According to the Gisaid Research Center, 9.3% of coronavirus cases in Spain were the beta variant, compared to 3.7% in France.
In Spain, the 14-day infection rate has now reached 377 cases per 100,000 people and 613 in the Balearic Islands, which includes popular UK tourist destinations Ibiza, Mallorca and Menorca.
In France, the rates are 63.3 per 100,000.
The beta variant is a worrying variant and carries a mutation that would make it more contagious. However, there is no evidence to suggest that it makes people sicker.
One study has shown that the AstraZeneca vaccine may not be as effective in protecting against the beta variant. For this reason, AstraZeneca is currently testing a new version of its vaccine specially designed to protect against beta.
A study of real-world data in Israel, which has not yet been peer-reviewed, found that some people who had been fully vaccinated against the coronavirus could still catch the beta variant.

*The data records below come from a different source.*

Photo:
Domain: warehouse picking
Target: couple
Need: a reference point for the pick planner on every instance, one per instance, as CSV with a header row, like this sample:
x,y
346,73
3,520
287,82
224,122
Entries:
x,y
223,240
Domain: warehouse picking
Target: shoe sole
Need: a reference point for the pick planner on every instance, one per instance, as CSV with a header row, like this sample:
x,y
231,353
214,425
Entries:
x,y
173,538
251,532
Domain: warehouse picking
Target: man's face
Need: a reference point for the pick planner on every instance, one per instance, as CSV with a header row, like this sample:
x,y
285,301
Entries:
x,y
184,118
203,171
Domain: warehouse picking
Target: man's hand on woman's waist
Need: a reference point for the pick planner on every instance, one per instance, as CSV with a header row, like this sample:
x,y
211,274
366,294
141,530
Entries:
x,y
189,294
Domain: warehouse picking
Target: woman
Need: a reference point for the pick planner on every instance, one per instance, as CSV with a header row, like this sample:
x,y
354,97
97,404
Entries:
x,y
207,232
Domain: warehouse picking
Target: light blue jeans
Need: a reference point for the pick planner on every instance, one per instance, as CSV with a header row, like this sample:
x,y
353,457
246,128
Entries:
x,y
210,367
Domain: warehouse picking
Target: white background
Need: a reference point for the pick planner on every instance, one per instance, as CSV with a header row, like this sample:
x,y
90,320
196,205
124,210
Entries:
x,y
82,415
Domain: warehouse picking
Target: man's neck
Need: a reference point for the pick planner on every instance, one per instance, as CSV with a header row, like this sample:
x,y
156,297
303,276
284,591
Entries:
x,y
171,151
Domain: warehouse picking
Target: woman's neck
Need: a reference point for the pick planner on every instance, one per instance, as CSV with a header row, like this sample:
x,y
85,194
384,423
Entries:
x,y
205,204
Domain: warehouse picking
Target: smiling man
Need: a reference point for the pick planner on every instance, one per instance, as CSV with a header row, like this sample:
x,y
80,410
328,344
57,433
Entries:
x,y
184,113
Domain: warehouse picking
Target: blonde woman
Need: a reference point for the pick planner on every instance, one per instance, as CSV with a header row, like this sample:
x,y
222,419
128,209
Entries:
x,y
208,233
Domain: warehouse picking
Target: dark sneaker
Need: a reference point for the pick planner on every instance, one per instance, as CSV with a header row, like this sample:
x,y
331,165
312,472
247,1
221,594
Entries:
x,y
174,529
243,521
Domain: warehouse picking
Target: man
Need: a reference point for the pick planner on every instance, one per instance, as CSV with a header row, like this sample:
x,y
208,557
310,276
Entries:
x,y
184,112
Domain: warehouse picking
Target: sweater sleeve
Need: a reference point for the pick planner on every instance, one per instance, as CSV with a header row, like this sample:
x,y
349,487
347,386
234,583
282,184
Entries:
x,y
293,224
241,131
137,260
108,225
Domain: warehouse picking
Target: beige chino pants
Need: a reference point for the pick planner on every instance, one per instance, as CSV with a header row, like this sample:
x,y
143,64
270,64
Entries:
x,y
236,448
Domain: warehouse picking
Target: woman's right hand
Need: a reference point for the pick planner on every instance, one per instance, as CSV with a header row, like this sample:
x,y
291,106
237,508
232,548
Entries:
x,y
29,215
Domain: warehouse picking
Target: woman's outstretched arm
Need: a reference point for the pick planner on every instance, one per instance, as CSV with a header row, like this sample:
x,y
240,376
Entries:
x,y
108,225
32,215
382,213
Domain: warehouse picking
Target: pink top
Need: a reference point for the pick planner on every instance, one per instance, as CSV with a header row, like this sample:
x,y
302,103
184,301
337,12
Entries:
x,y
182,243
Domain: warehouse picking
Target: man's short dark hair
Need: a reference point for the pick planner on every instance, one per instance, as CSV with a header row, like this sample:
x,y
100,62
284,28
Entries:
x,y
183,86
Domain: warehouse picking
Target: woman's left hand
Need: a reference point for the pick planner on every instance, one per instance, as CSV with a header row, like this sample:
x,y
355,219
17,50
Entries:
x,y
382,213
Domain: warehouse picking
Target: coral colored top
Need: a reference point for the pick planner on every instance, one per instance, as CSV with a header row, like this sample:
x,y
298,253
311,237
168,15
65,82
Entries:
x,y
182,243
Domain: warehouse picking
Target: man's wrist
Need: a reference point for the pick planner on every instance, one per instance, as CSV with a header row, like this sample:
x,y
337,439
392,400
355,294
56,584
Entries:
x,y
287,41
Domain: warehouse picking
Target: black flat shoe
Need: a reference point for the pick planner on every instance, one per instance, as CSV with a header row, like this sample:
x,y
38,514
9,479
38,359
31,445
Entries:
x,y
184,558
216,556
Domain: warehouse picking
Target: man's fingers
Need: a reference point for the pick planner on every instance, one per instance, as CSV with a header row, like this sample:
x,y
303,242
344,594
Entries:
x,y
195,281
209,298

Last week, Paul Charles, managing director of travel consultancy The PC Agency, said I that “the concern is that the government will look at Spain and Greece and potentially add them to the amber plus category.”
“When you look at the latest tables, the Balearics have very high rates, why doesn’t the government care about the Balearics as much as it does France? I think we might see other changes as countries show higher infection rates. “
Data analyst Tim White echoed this, warning that “the obvious concern is in high-infection regions like Spain and Greece.”